Les magasins Auchan ont coûté leur emploi à 7 000 familles de petits commerçants
Un argumentaire que balaient une partie des contestataires. C’est le cas de Pape Boubacar Paye, responsable de la cellule stratégique de l’ONG Urgences panafricanistes, fondée par le très médiatique Kemi Seba, connu pour ses sorties au vitriol contre le franc CFA et l’impérialisme économique. « Quand le PDG d’Auchan dit qu’il nourrit 1 700 familles sénégalaises, il oublie que ses magasins ont dans le même temps coûté leur emploi à 7 000 familles de petits commerçants », tance Pape Boubacar Paye, qui, bien que déplorant les saccages, estime qu’ils ne sont le fait que de quelques individus.

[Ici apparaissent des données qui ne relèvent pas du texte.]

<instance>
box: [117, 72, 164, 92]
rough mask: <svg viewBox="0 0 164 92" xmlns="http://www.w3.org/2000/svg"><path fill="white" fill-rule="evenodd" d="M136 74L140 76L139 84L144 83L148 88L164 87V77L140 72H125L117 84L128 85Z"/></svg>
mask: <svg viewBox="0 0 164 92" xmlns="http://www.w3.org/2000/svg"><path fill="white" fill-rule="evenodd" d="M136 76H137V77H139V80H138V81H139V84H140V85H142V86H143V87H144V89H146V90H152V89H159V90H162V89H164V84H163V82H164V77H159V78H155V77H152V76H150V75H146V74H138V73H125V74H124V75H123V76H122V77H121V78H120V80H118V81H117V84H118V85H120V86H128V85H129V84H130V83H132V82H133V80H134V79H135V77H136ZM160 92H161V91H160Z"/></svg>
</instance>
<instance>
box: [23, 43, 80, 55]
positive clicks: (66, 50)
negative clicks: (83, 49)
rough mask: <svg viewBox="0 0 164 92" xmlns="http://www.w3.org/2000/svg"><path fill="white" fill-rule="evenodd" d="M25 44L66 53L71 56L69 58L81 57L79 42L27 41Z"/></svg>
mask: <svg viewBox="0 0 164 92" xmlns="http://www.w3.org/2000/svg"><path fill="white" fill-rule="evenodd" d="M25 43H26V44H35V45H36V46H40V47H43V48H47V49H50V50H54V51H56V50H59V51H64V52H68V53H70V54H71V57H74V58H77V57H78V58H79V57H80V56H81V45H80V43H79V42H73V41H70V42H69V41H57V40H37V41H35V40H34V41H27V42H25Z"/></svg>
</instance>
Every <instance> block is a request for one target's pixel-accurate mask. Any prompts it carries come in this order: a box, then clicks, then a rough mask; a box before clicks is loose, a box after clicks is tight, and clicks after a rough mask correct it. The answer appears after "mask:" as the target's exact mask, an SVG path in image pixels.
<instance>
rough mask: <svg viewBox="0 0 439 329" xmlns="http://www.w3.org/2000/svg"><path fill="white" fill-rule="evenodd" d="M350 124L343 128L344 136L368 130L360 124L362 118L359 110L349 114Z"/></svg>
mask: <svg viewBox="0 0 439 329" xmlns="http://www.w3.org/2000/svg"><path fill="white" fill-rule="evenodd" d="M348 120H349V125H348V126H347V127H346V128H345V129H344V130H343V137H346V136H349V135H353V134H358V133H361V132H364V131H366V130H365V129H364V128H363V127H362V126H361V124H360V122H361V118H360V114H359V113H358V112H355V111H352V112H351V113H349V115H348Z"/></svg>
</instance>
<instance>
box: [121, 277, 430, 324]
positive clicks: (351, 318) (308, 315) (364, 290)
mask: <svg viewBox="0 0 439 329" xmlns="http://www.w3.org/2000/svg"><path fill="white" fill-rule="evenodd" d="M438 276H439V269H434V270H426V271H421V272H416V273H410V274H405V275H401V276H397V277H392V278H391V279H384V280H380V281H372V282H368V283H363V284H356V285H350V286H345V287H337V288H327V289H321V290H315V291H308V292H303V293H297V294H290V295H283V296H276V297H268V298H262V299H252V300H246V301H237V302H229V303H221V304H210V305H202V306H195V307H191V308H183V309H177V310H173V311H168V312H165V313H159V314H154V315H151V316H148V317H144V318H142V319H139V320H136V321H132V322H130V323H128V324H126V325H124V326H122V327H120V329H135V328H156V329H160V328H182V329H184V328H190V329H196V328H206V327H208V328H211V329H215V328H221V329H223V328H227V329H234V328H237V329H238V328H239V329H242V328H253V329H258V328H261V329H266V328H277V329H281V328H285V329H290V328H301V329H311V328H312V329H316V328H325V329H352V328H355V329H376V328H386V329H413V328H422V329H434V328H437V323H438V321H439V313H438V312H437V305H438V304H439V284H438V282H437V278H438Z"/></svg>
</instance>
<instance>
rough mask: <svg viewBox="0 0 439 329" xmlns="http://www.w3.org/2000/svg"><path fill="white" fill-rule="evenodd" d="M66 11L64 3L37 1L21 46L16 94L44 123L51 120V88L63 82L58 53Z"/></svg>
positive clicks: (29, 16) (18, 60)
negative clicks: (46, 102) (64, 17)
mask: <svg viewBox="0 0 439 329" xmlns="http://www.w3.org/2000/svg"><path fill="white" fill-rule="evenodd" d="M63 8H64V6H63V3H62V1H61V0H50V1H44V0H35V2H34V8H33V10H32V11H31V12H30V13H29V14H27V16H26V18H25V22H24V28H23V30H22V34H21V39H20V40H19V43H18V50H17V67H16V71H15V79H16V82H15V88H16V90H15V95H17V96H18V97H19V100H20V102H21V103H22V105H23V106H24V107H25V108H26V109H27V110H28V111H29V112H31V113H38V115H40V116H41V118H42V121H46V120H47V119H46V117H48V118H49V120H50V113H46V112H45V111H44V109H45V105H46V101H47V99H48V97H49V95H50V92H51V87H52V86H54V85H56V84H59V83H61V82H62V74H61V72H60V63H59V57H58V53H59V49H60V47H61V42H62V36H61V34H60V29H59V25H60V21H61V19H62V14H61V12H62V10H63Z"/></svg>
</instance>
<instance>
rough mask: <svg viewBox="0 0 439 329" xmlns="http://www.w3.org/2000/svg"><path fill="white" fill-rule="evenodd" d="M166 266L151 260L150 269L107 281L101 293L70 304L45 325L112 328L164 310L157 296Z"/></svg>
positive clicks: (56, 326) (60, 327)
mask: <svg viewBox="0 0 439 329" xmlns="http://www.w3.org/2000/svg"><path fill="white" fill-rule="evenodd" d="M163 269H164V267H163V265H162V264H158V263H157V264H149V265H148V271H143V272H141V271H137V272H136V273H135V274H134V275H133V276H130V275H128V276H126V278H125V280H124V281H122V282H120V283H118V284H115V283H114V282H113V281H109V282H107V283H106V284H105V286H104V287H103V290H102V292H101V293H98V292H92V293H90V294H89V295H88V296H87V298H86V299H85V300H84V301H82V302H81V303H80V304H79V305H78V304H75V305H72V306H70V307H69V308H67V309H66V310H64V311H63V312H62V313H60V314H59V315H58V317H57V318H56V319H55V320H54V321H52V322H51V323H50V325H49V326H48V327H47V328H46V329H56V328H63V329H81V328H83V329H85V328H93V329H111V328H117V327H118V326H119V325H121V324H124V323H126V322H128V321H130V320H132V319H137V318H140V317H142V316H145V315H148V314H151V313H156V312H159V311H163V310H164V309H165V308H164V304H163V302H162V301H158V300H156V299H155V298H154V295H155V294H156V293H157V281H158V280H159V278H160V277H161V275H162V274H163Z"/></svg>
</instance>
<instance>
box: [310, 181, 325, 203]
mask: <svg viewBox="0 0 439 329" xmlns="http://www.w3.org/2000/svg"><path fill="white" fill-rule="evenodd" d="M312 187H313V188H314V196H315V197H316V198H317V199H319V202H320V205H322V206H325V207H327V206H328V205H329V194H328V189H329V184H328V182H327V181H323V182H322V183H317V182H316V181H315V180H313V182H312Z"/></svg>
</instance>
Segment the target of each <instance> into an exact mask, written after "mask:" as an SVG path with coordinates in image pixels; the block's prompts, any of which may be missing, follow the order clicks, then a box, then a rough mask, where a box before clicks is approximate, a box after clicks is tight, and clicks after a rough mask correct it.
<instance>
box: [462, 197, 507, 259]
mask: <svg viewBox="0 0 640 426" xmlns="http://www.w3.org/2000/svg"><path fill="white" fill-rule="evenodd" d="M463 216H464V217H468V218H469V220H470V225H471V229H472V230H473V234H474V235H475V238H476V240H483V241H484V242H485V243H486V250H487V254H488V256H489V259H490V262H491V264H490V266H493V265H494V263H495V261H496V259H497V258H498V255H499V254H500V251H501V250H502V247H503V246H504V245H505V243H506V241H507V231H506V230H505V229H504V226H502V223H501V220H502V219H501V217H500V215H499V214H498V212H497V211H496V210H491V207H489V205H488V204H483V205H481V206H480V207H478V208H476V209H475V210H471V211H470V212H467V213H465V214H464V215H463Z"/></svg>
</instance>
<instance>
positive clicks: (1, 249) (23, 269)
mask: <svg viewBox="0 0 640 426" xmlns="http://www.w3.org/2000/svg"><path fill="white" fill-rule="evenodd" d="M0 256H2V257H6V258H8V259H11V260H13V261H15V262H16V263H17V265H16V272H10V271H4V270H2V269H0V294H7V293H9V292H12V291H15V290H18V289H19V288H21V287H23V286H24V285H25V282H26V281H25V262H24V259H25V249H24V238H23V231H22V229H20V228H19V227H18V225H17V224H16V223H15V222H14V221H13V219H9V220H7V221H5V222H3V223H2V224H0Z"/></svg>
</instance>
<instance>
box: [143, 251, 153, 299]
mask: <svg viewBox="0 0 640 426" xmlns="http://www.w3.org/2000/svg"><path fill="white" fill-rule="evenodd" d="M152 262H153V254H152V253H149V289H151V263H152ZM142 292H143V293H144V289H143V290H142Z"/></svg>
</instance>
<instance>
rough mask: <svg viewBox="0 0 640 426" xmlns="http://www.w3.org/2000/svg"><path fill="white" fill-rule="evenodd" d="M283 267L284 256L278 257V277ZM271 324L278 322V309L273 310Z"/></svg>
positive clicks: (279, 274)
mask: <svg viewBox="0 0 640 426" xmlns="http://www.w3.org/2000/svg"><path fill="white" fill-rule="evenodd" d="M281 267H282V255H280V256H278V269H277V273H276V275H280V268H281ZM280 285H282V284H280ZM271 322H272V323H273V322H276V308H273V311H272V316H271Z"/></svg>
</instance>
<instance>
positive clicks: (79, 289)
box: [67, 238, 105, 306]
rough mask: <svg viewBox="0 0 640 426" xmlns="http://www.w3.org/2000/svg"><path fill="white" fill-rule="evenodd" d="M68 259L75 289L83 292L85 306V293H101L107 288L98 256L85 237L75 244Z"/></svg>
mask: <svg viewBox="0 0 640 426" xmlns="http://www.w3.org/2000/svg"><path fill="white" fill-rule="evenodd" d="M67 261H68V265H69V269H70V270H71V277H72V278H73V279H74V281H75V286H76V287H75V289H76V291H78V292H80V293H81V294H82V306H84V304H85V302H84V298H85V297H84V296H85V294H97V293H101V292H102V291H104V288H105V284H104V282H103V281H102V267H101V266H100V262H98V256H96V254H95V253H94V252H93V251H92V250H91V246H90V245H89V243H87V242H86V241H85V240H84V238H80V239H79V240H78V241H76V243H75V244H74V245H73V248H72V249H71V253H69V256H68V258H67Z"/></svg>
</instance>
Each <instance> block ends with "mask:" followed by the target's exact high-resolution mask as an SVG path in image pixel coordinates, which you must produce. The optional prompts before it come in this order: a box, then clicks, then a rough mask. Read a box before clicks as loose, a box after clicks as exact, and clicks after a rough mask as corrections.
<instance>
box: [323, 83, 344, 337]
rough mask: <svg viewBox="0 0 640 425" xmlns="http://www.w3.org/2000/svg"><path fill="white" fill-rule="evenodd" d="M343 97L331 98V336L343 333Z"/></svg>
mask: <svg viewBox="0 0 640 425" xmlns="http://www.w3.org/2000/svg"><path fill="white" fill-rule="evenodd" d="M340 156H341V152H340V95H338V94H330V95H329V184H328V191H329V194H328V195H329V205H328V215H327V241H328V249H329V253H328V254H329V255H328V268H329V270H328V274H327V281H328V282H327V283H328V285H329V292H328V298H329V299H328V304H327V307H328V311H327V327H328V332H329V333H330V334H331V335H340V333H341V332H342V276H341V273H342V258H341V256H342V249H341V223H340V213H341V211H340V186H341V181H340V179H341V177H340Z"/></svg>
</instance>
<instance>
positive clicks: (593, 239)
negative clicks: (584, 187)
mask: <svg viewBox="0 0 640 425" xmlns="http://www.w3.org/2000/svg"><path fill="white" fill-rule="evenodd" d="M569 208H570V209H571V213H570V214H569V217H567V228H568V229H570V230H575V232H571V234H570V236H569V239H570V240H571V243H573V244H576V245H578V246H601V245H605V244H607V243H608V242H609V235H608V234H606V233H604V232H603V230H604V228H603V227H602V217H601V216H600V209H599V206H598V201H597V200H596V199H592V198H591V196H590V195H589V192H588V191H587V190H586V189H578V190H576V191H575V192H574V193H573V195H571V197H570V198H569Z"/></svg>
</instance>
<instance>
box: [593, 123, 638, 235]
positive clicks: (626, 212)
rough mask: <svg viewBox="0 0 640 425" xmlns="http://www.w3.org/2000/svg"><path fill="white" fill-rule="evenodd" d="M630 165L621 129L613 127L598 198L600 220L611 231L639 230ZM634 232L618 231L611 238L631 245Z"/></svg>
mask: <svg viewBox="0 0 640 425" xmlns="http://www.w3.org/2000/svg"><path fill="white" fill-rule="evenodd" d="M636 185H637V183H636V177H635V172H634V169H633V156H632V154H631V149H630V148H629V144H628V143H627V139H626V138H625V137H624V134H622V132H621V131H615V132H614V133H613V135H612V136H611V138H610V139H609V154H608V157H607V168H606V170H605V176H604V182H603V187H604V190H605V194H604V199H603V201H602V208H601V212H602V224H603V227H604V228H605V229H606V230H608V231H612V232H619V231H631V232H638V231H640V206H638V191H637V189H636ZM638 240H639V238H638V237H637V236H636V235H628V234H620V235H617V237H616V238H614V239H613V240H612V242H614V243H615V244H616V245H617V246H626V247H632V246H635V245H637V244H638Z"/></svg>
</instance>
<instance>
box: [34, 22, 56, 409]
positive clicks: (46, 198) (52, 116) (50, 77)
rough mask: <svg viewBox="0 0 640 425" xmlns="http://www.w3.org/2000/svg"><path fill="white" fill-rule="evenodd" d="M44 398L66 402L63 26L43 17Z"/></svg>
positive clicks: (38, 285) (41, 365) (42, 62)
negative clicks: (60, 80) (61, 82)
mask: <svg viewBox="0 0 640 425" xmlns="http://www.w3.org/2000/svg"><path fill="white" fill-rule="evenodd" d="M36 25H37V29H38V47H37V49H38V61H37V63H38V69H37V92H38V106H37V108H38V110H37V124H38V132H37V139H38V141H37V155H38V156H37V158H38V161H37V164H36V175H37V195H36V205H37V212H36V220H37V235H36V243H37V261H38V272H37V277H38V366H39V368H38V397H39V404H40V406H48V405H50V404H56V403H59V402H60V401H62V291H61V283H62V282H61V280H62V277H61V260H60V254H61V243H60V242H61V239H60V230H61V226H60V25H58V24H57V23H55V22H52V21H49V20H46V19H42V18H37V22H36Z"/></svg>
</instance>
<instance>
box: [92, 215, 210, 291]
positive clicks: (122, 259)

Sur les images de pillages à Dakar ou Mbour, largement relayées sur les réseaux sociaux, ce sont pourtant des centaines de personnes que l’on voit quitter les magasins dans la précipitation, des bonbonnes d’huile sous le bras pour les uns, des sacs de riz dans les mains pour les autres. « Les gens ont faim, résume l’étudiant en pharmacie. Je ne cautionne pas les vols et les saccages, mais il y tant de jeunes qui se retrouvent sans boulot et font face à des groupes français qui ont envahi le marché et ne servent que leurs intérêts. »
Révolte contre le système impérialiste
« Pour autant, le sentiment de révolte qui agite le pays ne se porte pas sur des personnes, mais sur un système : celui de l’impérialisme, celui de la Françafrique », insiste Pape Boubacar Paye. « Il serait réducteur de penser que les saccages n’ont visé que les groupes français, concède d’ailleurs le directeur général de la filiale subsaharienne d’un grand groupe français, sous couvert d’anonymat. Certes, Auchan a été visé, mais cela a également été le cas de petits boutiquiers, de biens publics sénégalais, et de stations-service autres que celles de Total. »
Contactés par Jeune Afrique, les services diplomatiques français et les directions de nombreuses entreprises hexagonales refusent pour l’instant de réagir. « Moins on en dit, mieux c’est », lâche le directeur d’un groupe français. Un autre l’assure, il parlera plus tard, « quand les choses se seront calmées », parce que « pour l’heure, tout ce que nous dirons risque d’être mal interprété et de jeter de l’huile sur le feu ».